Monday, July 2, 2012

How Many DBAs Do You Need To Support Databases?



I frequently get asked the question of how many databases a DBA typically manages. Over the past few years, I have done research on this topic with some of my friends in DBA Faternity, Senior DBA's and DBA Managers, asking them about their ratios and how they improved them. Typically I find that the current industry average is 40 databases to a DBA for large enterprises ($1 billion+ in revenue), with the lowest ratio seen around eight and the highest at 275. So, why this huge variation? There are many factors that I see in customer deployments that contribute to this variation, such as the size of a database, database tools, version of databases, DBA expertise, formalization of database administration, and production versus nonproduction.
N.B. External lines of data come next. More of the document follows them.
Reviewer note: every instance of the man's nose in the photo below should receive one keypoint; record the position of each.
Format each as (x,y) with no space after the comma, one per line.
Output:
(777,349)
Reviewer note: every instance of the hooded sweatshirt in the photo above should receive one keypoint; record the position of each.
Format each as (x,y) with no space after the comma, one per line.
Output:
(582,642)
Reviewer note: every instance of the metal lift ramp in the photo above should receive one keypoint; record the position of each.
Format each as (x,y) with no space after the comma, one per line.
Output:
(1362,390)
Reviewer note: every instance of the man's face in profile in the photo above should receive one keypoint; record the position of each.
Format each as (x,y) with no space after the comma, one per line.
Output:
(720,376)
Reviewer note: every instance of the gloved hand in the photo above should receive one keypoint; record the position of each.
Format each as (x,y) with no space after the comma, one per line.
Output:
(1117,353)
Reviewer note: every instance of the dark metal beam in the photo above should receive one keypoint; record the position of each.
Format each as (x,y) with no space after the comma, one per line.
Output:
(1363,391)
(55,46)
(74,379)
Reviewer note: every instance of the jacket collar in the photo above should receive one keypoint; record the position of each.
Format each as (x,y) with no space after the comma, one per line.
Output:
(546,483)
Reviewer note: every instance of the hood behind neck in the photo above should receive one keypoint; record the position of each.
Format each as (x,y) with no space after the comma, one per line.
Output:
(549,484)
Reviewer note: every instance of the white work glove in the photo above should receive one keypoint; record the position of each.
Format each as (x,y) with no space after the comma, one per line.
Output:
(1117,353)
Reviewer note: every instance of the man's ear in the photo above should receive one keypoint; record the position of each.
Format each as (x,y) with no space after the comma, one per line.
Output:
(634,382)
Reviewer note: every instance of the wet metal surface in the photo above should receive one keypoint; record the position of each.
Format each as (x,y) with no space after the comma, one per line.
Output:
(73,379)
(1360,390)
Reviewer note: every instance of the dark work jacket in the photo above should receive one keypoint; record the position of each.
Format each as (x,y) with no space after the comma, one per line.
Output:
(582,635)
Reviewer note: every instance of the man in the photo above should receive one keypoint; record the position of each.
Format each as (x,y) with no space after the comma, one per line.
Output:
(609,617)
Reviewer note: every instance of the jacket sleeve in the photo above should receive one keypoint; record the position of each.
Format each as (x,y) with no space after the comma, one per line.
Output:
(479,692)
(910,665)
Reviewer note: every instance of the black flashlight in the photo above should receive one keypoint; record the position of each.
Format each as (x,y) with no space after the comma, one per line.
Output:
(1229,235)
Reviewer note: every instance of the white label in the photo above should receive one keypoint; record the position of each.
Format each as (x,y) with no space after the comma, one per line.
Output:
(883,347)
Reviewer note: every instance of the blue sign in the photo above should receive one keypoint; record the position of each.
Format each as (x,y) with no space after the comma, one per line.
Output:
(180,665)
This ratio is usually limited by the total size of all databases that a DBA manages. A terabyte-sized database remains difficult to manage compared to a database that's 100 GB in size. Larger databases often require extra tuning, backup, recovery, and upgrade effort. The average database-to-DBA ratio is often constrained by the total size of the databases being managed, which tends to be around five terabytes per DBA. In other words, one DBA can effectively manage 25 databases of 200 GB each or five 1 terabyte databases. And these include production and nonproduction databases.


What are the factors that can help improve the ratio? Cloud, tools, latest DBMS version (automation), and DBMS product used – Oracle, SQL Server, Teradata, DB2, MySQL, or Sybase. Although most DBMS vendors have improved on manageability over the years, based on customer feedback, Microsoft SQL Server tends to have the best ratios.


I believe that although you should try to achieve the 40:1 ratio and the 5 terabyte cap, consider establishing your own baseline based on the database inventory and DBAs and using that as the basis for improving the ratio over time.


I would love to hear about your database-to-DBA ratios and what's working and what's not in your organization when it comes to database administration.